HAITIAN FREEDOM. Haitians celebrated liberation recently when President-for-Life Jean-Claude Duvalier fled his country for France. They want to know if the end of Duvalier family rule will alleviate a tradition of governmental exploitation and corruption.

For anyone who was in Port-au-Prince on the morning of Feb. 7, 1986, delirium is not a word but a sound. Waves of sound echoing up the capital's slopes from the lower city. Bells, horns, whistles, chants -- hundreds of thousands of Haitians shouting with joy, hundreds of thousands of bodies jumping up and down on pavements and streets -- all melding into one deafening roar that could be heard distinctly even in the finest, faraway hilltop homes. ``We are torn up by poverty,'' shouted one poor young woman in front of the gleaming white presidential palace. ``But today we are happy because he is gone, he is gone, Jean-Claude is gone.''

Jean-Claude Duvalier, President for Life, had indeed left Haiti for France that morning before dawn. He drove straight to the plane in his own BMW with his wife, Mich`ele, beside him sporting a white turban, a cigarette holder, and a disdainful glare for reporters.

But it remains to be seen whether the end of almost three decades of Duvalier family rule will do anything to alleviate the misery of the 6 to 7 million Haitians (there are no accurate statistics) whose lives truly seem rent asunder by poverty. Haiti is the poorest country in the Western hemisphere and one of the most illiterate.

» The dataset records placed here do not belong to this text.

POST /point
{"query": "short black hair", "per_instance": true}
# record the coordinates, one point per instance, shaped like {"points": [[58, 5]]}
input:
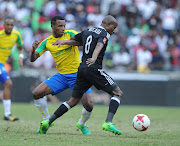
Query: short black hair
{"points": [[53, 20], [8, 17]]}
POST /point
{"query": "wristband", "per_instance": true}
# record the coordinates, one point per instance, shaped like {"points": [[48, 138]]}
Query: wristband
{"points": [[21, 56]]}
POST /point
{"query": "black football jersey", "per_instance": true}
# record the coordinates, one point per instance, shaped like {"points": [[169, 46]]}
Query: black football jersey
{"points": [[89, 38]]}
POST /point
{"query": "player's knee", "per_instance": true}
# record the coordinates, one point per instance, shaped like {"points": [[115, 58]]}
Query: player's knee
{"points": [[118, 92], [73, 102], [88, 106], [35, 94], [8, 84]]}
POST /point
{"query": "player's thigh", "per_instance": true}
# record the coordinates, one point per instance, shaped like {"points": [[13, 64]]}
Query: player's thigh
{"points": [[80, 87], [57, 83], [87, 101], [103, 81], [4, 76], [42, 90]]}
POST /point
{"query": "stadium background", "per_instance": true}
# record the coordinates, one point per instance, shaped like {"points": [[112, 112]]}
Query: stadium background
{"points": [[148, 35]]}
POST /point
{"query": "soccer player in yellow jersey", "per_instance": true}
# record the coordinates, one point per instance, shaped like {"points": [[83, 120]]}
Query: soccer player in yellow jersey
{"points": [[67, 62], [8, 37]]}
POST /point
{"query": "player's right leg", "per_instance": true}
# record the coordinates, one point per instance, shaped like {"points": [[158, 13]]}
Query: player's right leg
{"points": [[39, 94]]}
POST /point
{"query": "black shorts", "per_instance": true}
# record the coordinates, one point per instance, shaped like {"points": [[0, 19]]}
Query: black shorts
{"points": [[89, 76]]}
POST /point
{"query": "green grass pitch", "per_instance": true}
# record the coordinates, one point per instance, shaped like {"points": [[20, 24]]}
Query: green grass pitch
{"points": [[164, 129]]}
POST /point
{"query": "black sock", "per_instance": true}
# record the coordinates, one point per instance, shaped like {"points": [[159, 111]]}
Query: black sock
{"points": [[113, 106], [58, 113]]}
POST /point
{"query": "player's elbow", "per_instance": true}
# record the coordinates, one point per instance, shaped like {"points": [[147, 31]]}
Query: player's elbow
{"points": [[32, 59]]}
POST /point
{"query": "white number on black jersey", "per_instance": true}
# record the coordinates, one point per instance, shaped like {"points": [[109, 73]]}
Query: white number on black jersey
{"points": [[88, 43]]}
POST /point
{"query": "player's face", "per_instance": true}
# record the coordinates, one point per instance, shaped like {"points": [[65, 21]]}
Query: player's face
{"points": [[8, 25], [111, 27], [58, 28]]}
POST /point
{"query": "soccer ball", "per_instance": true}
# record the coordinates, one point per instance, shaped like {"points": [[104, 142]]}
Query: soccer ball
{"points": [[141, 122]]}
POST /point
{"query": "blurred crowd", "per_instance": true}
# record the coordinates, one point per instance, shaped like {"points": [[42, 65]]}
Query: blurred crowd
{"points": [[147, 37]]}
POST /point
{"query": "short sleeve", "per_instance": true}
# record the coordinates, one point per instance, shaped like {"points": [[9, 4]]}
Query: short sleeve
{"points": [[78, 37], [42, 48]]}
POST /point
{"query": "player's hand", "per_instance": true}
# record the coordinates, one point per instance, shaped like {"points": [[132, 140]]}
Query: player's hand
{"points": [[90, 61], [20, 61], [35, 45], [59, 43]]}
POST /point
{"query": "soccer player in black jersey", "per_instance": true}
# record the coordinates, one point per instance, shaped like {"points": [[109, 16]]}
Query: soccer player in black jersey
{"points": [[90, 72]]}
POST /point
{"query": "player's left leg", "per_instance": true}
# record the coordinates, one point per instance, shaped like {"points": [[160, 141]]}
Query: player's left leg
{"points": [[104, 82], [113, 106], [86, 112], [63, 108], [86, 101], [7, 101], [6, 81]]}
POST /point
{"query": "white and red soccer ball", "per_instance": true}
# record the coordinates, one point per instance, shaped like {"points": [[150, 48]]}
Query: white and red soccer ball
{"points": [[141, 122]]}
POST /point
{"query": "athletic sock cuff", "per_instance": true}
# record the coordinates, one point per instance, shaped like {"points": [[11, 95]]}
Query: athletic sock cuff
{"points": [[65, 103], [116, 98]]}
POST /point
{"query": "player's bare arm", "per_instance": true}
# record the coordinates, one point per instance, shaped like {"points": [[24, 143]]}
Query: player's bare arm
{"points": [[34, 54], [96, 52], [67, 42], [21, 56]]}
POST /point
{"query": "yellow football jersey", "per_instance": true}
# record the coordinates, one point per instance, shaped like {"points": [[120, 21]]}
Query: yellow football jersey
{"points": [[66, 57], [7, 42]]}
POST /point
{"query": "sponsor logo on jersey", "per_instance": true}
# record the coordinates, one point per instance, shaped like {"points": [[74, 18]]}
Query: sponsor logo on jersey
{"points": [[104, 40]]}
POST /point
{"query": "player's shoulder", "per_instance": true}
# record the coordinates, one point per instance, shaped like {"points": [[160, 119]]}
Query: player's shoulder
{"points": [[48, 38], [15, 32], [2, 31], [71, 32], [104, 32]]}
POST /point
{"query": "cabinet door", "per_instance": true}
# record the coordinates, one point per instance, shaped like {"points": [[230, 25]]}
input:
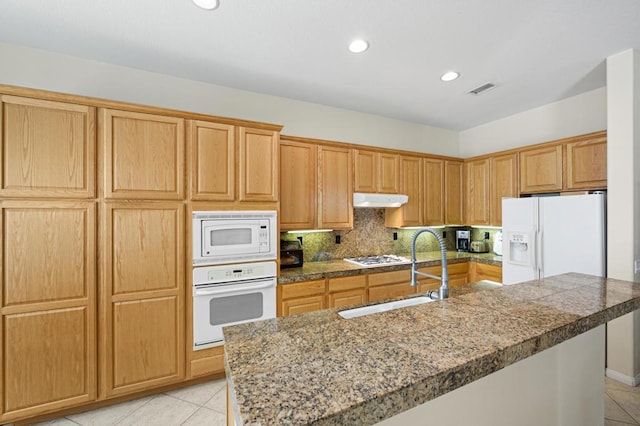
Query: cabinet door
{"points": [[335, 207], [143, 155], [389, 175], [587, 164], [142, 328], [365, 171], [433, 191], [259, 164], [477, 192], [212, 160], [48, 306], [411, 181], [48, 149], [298, 184], [541, 170], [504, 183], [453, 206]]}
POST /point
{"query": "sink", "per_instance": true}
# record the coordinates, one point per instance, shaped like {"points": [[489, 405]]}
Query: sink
{"points": [[383, 307]]}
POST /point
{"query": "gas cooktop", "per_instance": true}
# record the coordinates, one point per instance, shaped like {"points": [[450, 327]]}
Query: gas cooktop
{"points": [[381, 260]]}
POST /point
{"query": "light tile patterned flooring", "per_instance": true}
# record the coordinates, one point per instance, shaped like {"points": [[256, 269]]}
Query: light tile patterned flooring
{"points": [[205, 404]]}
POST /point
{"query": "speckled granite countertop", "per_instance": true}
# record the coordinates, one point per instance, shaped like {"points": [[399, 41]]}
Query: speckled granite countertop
{"points": [[342, 268], [320, 369]]}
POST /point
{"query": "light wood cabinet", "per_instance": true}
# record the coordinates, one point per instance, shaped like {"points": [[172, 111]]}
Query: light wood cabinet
{"points": [[411, 182], [454, 200], [477, 177], [302, 297], [434, 191], [298, 185], [142, 296], [586, 166], [48, 148], [541, 169], [48, 306], [504, 183], [376, 172], [346, 291], [143, 155], [335, 206], [390, 285]]}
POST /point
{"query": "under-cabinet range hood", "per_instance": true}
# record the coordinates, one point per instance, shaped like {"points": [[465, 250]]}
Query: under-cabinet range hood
{"points": [[362, 199]]}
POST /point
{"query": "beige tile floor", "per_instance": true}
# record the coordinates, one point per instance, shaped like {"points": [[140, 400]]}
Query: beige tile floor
{"points": [[205, 404]]}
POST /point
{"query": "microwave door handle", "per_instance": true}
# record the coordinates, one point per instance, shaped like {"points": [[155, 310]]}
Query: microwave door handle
{"points": [[230, 289]]}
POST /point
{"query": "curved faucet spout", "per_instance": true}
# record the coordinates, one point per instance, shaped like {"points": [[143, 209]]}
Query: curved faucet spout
{"points": [[443, 291]]}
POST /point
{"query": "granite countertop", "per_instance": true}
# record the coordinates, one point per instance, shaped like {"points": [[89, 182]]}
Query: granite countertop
{"points": [[321, 369], [342, 268]]}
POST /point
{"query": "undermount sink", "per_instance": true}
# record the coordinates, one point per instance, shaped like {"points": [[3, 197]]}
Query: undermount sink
{"points": [[383, 307]]}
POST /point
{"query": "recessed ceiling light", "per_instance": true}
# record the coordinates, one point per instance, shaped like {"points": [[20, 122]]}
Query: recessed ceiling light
{"points": [[449, 76], [358, 46], [207, 4]]}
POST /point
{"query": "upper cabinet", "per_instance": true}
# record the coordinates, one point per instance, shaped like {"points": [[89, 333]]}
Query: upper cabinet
{"points": [[376, 171], [477, 174], [541, 169], [586, 166], [504, 183], [454, 200], [335, 174], [298, 185], [143, 155], [232, 163], [48, 148], [411, 184]]}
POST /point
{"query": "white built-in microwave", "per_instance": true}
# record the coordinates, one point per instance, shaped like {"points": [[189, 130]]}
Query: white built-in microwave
{"points": [[234, 236]]}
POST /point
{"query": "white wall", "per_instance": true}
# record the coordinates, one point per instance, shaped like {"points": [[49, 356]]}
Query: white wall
{"points": [[573, 116], [22, 66]]}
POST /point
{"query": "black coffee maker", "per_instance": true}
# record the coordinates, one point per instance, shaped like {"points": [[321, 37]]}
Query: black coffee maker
{"points": [[463, 239]]}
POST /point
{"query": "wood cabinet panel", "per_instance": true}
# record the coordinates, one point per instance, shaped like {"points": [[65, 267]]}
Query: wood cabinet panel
{"points": [[212, 159], [454, 200], [48, 148], [504, 183], [146, 245], [303, 305], [541, 169], [434, 191], [298, 185], [587, 164], [411, 181], [477, 206], [347, 298], [144, 155], [49, 251], [259, 164], [44, 367], [335, 208], [366, 170]]}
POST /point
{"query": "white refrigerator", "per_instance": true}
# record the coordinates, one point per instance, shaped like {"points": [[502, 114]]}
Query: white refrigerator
{"points": [[551, 235]]}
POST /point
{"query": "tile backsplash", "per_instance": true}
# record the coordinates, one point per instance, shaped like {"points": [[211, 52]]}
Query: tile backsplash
{"points": [[369, 236]]}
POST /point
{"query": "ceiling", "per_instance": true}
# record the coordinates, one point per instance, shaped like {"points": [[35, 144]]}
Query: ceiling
{"points": [[535, 52]]}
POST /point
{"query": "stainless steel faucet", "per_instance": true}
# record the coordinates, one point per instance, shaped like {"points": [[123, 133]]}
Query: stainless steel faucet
{"points": [[443, 291]]}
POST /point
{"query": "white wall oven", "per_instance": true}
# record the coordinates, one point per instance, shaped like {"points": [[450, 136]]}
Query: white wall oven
{"points": [[231, 294], [234, 236]]}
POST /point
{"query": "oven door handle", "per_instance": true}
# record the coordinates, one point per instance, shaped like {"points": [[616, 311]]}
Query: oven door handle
{"points": [[230, 289]]}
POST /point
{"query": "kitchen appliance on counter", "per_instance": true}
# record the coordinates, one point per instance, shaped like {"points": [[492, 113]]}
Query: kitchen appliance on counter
{"points": [[546, 236], [463, 239], [291, 255], [381, 260], [234, 236], [231, 294]]}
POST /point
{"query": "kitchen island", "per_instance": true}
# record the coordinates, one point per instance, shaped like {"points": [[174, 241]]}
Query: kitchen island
{"points": [[321, 369]]}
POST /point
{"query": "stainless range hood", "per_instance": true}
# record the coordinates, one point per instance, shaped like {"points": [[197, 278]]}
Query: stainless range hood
{"points": [[363, 199]]}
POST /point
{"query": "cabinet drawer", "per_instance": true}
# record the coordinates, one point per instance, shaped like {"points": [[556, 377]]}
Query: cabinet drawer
{"points": [[302, 289]]}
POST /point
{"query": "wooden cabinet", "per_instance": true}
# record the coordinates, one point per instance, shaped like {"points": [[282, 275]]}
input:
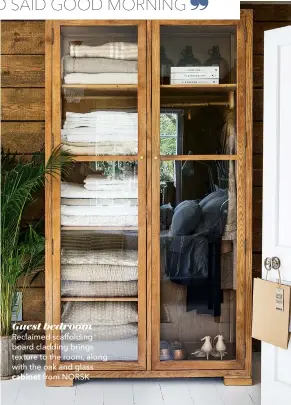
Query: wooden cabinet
{"points": [[148, 235]]}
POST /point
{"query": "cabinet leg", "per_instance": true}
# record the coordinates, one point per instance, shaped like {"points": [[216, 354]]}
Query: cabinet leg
{"points": [[237, 381], [59, 382]]}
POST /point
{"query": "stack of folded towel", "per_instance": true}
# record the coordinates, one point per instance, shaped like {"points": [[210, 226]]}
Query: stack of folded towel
{"points": [[101, 133], [113, 330], [110, 63], [101, 201]]}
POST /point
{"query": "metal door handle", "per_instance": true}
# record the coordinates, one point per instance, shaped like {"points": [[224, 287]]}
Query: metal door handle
{"points": [[268, 263], [276, 263]]}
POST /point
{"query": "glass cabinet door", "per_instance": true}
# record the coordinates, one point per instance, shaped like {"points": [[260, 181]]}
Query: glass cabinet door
{"points": [[99, 202], [198, 195]]}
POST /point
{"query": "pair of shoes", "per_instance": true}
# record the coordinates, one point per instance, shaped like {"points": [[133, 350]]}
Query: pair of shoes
{"points": [[208, 349], [175, 351]]}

In the short term, the transitional military-civilian junta -- the National Council of Reconciliation -- faces tremendous problems. Most of the more politically conscious urban population distrusts the Council because it includes figures from the Duvalier regime. Thus, Council members face the difficult task of governing a population strongly opposed to the Duvaliers with an Army and government service largely composed of Duvalier holdovers.

It will also have to set up elections in a country that has very little in the way of organized opposition. Most of all it faces the exaggerated expectations of most Haitians that their lives will improve quickly.

Anyone flying over Haiti who sees the endless stretches of denuded land unfit for any farming realizes the problems that this almost exclusively agricultural country faces. Two centuries of economic exploitation and overpopulation have led to extensive deforestation and the loss of most of the topsoil.

When Haitians overthrew their French masters in 1804, they were the first slave state to have a successful revolt, and they paid the price. The new republic was ostracized by the great world powers, which feared its effect on their own profitable slave trade. Furthermore, control of the country quickly fell into the hands of the urban monied classes, a majority of them mulatto, but some of them pure black. This group exploited the largely peasant population for their own economic benefit. The Duvalier family rule merely continued and intensified this tradition of exploitation and corruption.